4. Derivation of proposed name
No new names proposed.

5. References

1 Pritchard, A.E., Strom, T. and Lipton, H.L. (1992) Nucleotide sequence identifies Vilyuisk virus as a divergent Theiler's virus. Virology 191:469-472.

2 Michiels, T., Jarousse, J. and Brahic, M. (1995) Analysis of the leader and capsid coding regions of persistent and neurovirulent strains of Theiler's virus. Virology 214:550-558.


Date: May 1997

From the Picornavirus Study Group
Taxanomic proposal no. 4

1. Proposal
To classify equine rhinovirus type 1 (ERV1) within the genus Aphthovirus.

2. Purpose
It has long been known that ERV1, a currently unclassified picornavirus, has physico-chemical properties, e.g. acid lability, unlike those of human rhinoviruses, but similar to foot-and-mouth disease virus (FMDV)1, of the genus Aphthovirus. The recently determined sequence of ERV1 RNA2,3 reveals many other characteristics shared with the FMDVs. These features include (i) a poly(C) tract which is (ii) adjacent to a series of predicted pseudoknots, (iii) a type-I internal ribosome entry site, (iv) two in-frame AUG codons in locations, and sequence contexts, very similar to their counterparts in FMDV RNA, from which two forms of (v) an FMDV-like leader protein are predicted to be initiated, and (vi) a 2A proteinase gene of just 16 codons. Aside from (i) and (iii), which are shared also with the cardioviruses, these features are uniquely diagnostic of the aphthoviruses. Overall, the ERV1 sequence is significantly more closely related to FMDV than to any other picornavirus (including type 2 equine rhinovirus3, whose classification will be dealt with separately). Capsid proteins VP1-3 of ERV1 are FMDV-like in their distinctively short lengths, although there are several small insertions and deletions. Another difference from FMDV is the presence in ERV1 of only a single copy of the VPg gene.

While the close relationship between ERV1 and FMDV is sufficient reason to group them in one genus, the ICTV has objected on the grounds that ERV1 does not cause vesicular lesions and therefore can not literally be an aphtho virus. There are, however, many precedents where it is understood that the group name describes the type species, but not necessarily other members, of that group. There seems little necessity, therefore, to devise a new name for the aphthovirus genus.

3. Revised organisation
The genus will contain two clusters, the FMDVs comprising one, ERV1 the other.

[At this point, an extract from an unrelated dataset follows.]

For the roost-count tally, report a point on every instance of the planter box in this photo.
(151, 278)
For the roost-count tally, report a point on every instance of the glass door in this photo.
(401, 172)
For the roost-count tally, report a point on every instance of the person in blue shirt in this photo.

4. Derivation of proposed name
No new names proposed.

5. References

1 Newman, J.F.E., Rowlands, D.J., Brown, F., Goodridge, D., Burrows, R. and Steck, F. (1977). Physicochemical characterization of two serologically unrelated equine rhinoviruses. Intervirology 8:145-154.

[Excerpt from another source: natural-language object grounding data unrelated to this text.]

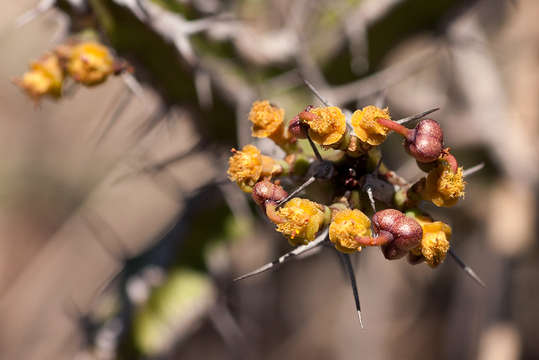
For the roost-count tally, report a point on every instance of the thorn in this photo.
(371, 198)
(473, 169)
(288, 256)
(315, 149)
(416, 116)
(466, 268)
(345, 258)
(316, 93)
(297, 191)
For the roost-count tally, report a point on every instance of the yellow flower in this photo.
(90, 63)
(301, 220)
(346, 227)
(245, 167)
(267, 119)
(444, 187)
(248, 166)
(44, 78)
(367, 128)
(328, 126)
(435, 242)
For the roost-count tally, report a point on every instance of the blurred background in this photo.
(120, 235)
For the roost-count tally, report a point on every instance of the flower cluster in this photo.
(359, 183)
(87, 63)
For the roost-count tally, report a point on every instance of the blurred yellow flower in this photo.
(44, 78)
(328, 126)
(90, 63)
(301, 220)
(367, 128)
(443, 186)
(267, 119)
(346, 227)
(435, 242)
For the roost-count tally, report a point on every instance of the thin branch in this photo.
(468, 270)
(345, 258)
(297, 191)
(382, 79)
(288, 256)
(473, 170)
(416, 116)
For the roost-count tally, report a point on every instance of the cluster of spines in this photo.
(399, 231)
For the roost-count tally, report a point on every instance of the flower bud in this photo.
(444, 186)
(346, 227)
(327, 125)
(425, 143)
(298, 129)
(89, 63)
(434, 243)
(406, 232)
(267, 191)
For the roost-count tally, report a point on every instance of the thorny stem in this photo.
(447, 156)
(345, 258)
(297, 191)
(371, 198)
(320, 239)
(468, 270)
(398, 128)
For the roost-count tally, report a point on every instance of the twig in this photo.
(468, 270)
(345, 258)
(473, 170)
(416, 116)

2 Li, F., Browning, G.F., Studdert, M.J. and Crabb, B.S. (1996) . Equine rhinovirus 1 is more closely related to foot-and-mouth disease virus than to other picornaviruses. Proc. Natl. Acad. Sci., USA, 93:990-995.

3 Wutz, G., Auer, H., Nowotny, N., Grosse, B., Skern, T. and Kuechler, E. (1996). Equine rhinovirus serotypes 1 and 2: relationship to each other and to aphthoviruses and cardioviruses. J. Gen. Virol. 77:1719-1730.